知らない人だけ損をする「銀行預金だけの人」が貧乏になってしまうワケ
円安による原材料費の高騰をはじめ、インフレがじわじわと進行する日本経済。家計の苦しさを感じ、将来に不安を抱く人も多いはず。
そんななか「今後の資産形成を考えるなら、銀行にお金を預け続けてはいけない」と指摘するのが、なかのアセットマネジメント株式会社代表取締役社長をつとめる中野晴啓さんです。中野さんが指摘する「銀行預金だけで資産が守れない理由」を解説します。
(本稿は、中野晴啓『誠実な投資 お金から自由になれる「長期投資」の鉄則』(徳間書店)の一部を抜粋・編集したものです)
銀行に資産を預けるだけでは安心できない一番の理由は、商品の価格が上がるインフレ傾向が続いていることでしょう。これまで、日本は長らくゼロ成長が続いており、モノの値段が上がらない現象「デフレ」の期間が長く続いていました。
デフレの時代であれば、今日100円だった商品が、1年後も100円以下で買えることになり、お金の購買力は上がります。
しかし、現在は世界的に、モノの値段が上がるインフレ傾向へと変わりつつあります。実際、日本全国の世帯が購入する製品やサービスの平均的な価格がどのくらい変動したかを測定する「消費者物価指数」は、前年同月比で3%近く上昇しています。

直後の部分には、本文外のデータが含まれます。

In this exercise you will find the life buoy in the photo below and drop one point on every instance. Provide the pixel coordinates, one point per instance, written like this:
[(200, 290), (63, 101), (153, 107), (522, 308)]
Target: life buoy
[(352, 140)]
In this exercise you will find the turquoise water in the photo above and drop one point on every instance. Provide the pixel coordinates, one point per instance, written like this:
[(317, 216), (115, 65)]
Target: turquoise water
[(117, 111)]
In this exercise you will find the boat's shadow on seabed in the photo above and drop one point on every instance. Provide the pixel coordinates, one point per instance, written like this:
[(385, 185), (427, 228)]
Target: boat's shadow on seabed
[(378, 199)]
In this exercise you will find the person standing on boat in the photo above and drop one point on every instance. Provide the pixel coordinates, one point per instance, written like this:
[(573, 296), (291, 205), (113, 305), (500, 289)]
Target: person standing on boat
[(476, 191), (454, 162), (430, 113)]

特にこの1~2年の商品の値上がりはすさまじく、食品などの価格を見ても、昨年100円だったものが1.5倍値上げされ、今年は150円になっている……なんてことも多々ありました。今後は、今日100円だった商品が、1年後には200円くらいになっている可能性もないとは言えません。

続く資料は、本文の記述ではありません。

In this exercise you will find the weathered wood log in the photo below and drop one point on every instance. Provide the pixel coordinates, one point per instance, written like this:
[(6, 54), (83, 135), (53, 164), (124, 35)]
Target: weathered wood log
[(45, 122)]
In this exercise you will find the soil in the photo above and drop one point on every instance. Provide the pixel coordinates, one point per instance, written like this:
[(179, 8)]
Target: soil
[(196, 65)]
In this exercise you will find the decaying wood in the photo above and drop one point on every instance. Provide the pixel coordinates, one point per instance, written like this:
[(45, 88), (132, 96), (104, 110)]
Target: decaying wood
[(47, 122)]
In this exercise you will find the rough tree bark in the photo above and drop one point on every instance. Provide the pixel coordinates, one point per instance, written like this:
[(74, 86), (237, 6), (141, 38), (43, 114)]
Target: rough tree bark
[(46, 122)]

インフレが進めば、その分だけお金の価値も減ってしまう。いままでと同じように銀行にお金を預けておくだけでは、資産の額面自体は変わらずとも、その価値は相対的に下がる。
つまり、資産を運用しないままでは、大切に築いた資産そのものを減らすことに直結してしまうのです。

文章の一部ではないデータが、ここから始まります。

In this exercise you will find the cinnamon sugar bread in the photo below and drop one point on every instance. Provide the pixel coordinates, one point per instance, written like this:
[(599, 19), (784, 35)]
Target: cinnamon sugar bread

インフレ時代の資産防衛策は、金利を上手に使いこなすことです。仮に銀行に預金をしても、それに見合うだけの金利、すなわち利子があれば、インフレに大きく負けることはありません。
たとえば、現在、アメリカの銀行の短期金利は5%ほど。一方、2023年のインフレ率は3%前後です。銀行預金を続けているだけでも、資産は年間2%増えていく。金利のおかげで資産は防衛できるわけです。
数十年前までは、日本でも銀行金利は高かったので、インフレ時代であっても、資産を銀行に預けることに意味がありました。たとえば、1990年12月末、銀行金利は年間6.08%だったので、仮に100万円を預ければ6万円近い利子がついたのです。
しかし、現在は低金利の時代です。銀行にお金を預けても0.02~0.03%前後の利子しかつきません。100万円を預けても、年間200円か300円の利子しか発生しない。それでは、ちっともインフレ対策にはなりません。